Later, individual Jews went to the two largest regions of the British East Africa zone, namely Kenya and Uganda. In Nairobi, the capital of Kenya, there is today, in 1935, a Jewish community of over 100 souls. Likewise there are Jews in the port city of Mombassa who are owners of great export companies. Since 1933 there has been an immigration of Jews from Germany to Kenya/Uganda. They have been warmly accepted as much in Nairobi and Mombassa as in Kampala, the capital of Uganda, and have been brought into various commercial enterprises.
Kenya is a land with rich soil, though with a tropical climate. In the districts, which at one time were offered to the Jews, the English have built huge farms, coffee plantations, which deliver a fine harvest. Coffee agriculture of course requires hefty investment. Wheat, barley, maize (corn), and hemp are also grown.
The Belgian Congo, which covers an area of about 2,382,000 sq. kilometers [Translator’s Note: roughly 850,000 sq. miles] offers great economic advantages. It is rich in wood, India rubber, copper, and other minerals. It was originally an independent state, but has belonged since 1908 to Belgium. According to a census from 1923, 177 Jews live in the Belgian Congo. There is a Jewish community in Elisabethville.
Angola And South-West Africa (Namibia)
[For our purposes, the only thing worth mentioning about Angola is Wischnitzer’s report that something called “the Angola Project” surfaced early in the 20th century. The Jewish Territorial Organization was created after the Zionist Congress of 1903 and met with the Portuguese government, which sponsored an expedition to Angola in order to ascertain the possibilities of creating settlements. The expedition brought back so few results that the Portuguese Senate first cut their budget; then WWI broke out, and that ended the project.
[Concerning South-West Africa, only Wischnitzer’s first paragraph would interest us:] South-West Africa, a German colony since 1884, was taken over by the Union of South Africa as a mandate after the Versailles Peace Treaty [of 1919]. It consists of a Jewish community of recently vintage in the capital city of Windhook, with its own rabbinate. Jews also live singly, scattered throughout the land. The possibilities of Jewish immigration have been recently considered.
The British Crown colonies of North and South Rhodesia lie between the Union of South Africa and the Belgian Congo and Tanganyika, and have Jewish settlements of recent vintage.
After Cecil Rhodes, from whom the colonies derive their name, a Jew from Hamburg named Alfred Breit traveled there, in order to open up economic possibilities. In 1931, out of a population of under 49,910 Whites, there lived 2,011 Jews, mainly in Bulawayo, in the capital of Salisbury, and in Gwelo. Individual Jewish pioneers had already been there previously.

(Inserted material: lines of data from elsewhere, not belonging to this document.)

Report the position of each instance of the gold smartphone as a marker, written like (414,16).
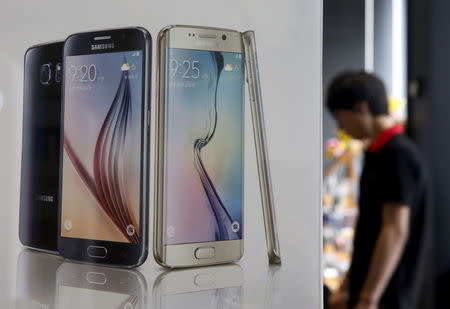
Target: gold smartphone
(265,183)
(206,287)
(199,181)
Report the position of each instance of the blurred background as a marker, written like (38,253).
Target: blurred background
(405,43)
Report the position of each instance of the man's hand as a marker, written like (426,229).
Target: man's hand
(338,300)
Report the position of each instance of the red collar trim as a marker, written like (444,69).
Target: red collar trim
(385,137)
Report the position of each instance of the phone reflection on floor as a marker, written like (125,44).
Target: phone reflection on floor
(89,286)
(272,287)
(218,287)
(36,276)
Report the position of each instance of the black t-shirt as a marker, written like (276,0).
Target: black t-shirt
(395,173)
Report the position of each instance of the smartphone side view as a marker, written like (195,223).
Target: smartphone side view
(104,173)
(199,147)
(265,182)
(38,216)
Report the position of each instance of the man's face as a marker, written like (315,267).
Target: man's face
(357,122)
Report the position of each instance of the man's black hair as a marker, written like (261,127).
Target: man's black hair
(349,88)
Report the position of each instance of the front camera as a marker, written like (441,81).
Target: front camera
(45,74)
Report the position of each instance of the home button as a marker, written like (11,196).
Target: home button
(205,253)
(97,251)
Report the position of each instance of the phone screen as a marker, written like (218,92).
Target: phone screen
(75,297)
(203,189)
(103,108)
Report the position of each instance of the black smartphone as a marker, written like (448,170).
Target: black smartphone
(92,286)
(36,278)
(104,161)
(38,222)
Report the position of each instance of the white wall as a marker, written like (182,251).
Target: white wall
(289,38)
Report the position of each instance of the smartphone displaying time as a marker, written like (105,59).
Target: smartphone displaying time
(199,179)
(104,199)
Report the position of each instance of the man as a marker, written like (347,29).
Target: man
(391,236)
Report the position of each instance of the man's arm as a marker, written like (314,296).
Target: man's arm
(388,251)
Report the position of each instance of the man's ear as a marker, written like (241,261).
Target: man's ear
(362,107)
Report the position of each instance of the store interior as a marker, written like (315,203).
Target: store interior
(405,43)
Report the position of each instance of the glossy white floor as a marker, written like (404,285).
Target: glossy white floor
(289,45)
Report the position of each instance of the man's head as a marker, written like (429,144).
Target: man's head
(356,99)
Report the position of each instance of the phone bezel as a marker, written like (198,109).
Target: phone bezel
(32,212)
(182,255)
(119,253)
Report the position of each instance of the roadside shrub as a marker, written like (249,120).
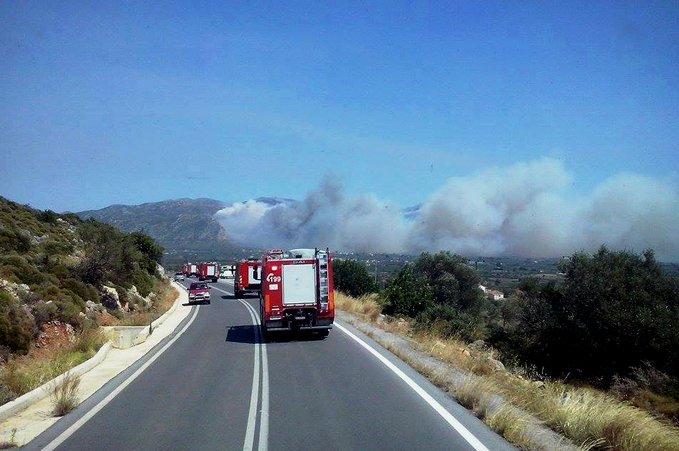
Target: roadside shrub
(453,323)
(143,281)
(408,294)
(16,327)
(44,312)
(352,277)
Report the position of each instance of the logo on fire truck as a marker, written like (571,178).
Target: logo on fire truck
(273,278)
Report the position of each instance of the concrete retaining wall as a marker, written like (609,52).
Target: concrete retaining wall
(120,337)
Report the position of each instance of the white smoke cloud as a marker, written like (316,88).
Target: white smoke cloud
(522,210)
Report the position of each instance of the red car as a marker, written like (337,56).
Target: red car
(199,292)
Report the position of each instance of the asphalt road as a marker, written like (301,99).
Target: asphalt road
(219,387)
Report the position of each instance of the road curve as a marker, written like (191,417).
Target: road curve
(218,386)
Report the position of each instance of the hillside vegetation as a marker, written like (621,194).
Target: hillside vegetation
(186,228)
(594,357)
(60,268)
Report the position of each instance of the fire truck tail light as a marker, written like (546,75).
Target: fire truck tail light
(267,305)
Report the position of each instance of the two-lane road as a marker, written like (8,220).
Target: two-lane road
(219,387)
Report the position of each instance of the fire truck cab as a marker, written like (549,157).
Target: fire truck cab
(297,291)
(247,277)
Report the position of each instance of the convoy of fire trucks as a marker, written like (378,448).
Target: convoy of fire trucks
(295,287)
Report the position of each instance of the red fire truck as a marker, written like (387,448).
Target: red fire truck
(190,269)
(208,271)
(247,277)
(297,291)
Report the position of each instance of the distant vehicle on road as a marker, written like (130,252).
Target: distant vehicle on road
(208,271)
(199,292)
(190,270)
(248,277)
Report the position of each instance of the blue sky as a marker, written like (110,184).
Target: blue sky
(131,102)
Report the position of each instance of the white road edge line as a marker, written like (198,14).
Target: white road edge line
(447,416)
(92,412)
(248,445)
(263,442)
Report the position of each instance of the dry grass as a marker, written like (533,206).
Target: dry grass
(65,395)
(11,443)
(166,295)
(589,417)
(25,373)
(365,305)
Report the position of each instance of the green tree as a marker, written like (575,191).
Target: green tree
(408,294)
(453,282)
(615,310)
(352,277)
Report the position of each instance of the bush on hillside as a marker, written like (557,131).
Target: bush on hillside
(408,294)
(614,311)
(352,277)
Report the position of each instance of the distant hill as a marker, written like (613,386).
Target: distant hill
(185,227)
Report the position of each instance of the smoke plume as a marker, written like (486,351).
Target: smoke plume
(521,210)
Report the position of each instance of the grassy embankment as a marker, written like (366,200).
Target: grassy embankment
(24,373)
(590,418)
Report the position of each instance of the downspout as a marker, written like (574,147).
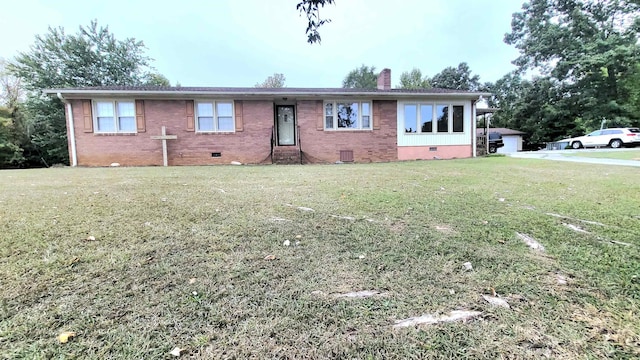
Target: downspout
(72,131)
(473,127)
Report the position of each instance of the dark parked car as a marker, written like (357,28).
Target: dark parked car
(495,142)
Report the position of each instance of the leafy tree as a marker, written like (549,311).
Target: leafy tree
(589,47)
(364,77)
(275,81)
(91,57)
(459,78)
(10,152)
(413,80)
(311,9)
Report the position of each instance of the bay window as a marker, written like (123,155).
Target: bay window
(433,118)
(214,116)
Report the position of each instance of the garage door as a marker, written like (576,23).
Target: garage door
(510,145)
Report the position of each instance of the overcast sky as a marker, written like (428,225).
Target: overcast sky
(241,42)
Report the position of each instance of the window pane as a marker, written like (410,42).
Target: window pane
(225,123)
(366,123)
(205,109)
(458,118)
(205,123)
(365,109)
(104,109)
(127,123)
(225,109)
(126,109)
(347,115)
(328,122)
(442,114)
(106,124)
(426,117)
(410,118)
(328,109)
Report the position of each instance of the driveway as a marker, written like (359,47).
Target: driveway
(557,155)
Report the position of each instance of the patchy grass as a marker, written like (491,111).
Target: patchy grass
(612,154)
(179,254)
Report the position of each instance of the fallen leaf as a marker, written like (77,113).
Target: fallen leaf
(496,301)
(65,336)
(531,242)
(176,351)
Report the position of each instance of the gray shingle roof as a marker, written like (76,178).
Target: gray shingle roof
(259,90)
(256,91)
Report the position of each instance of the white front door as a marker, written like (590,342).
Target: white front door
(286,125)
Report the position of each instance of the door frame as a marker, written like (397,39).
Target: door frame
(275,118)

Some 426 Jews live in North Rhodesia. [Rhodesia is today’s Zimbabwe.] There is a Jewish community in Livingstone, the seat of the colonial administration.
South Rhodesia exports asbestos, chromium, gold, and corn; North Rhodesia, tobacco, copper, and wheat.
At the moment, economic prospects are restricted. According to reports, the outlook is that opportunities beckon for immigrants who are interested in operating factories that produce chemicals, drugs, food products, etc.
Immigration of Jews from Germany is on a slow track.
Union Of South Africa
Since 1910 the Union of South Africa has been a dominion in the British Empire, and consists of four provinces: the Cape of Good Hope, Natal, the Orange Free State, and Transvaal. On a surface of about 1,234,000 sq. kilometers [about 450,000 sq. miles] lives a population of about 8,251,000 souls, 2 million of whom are White.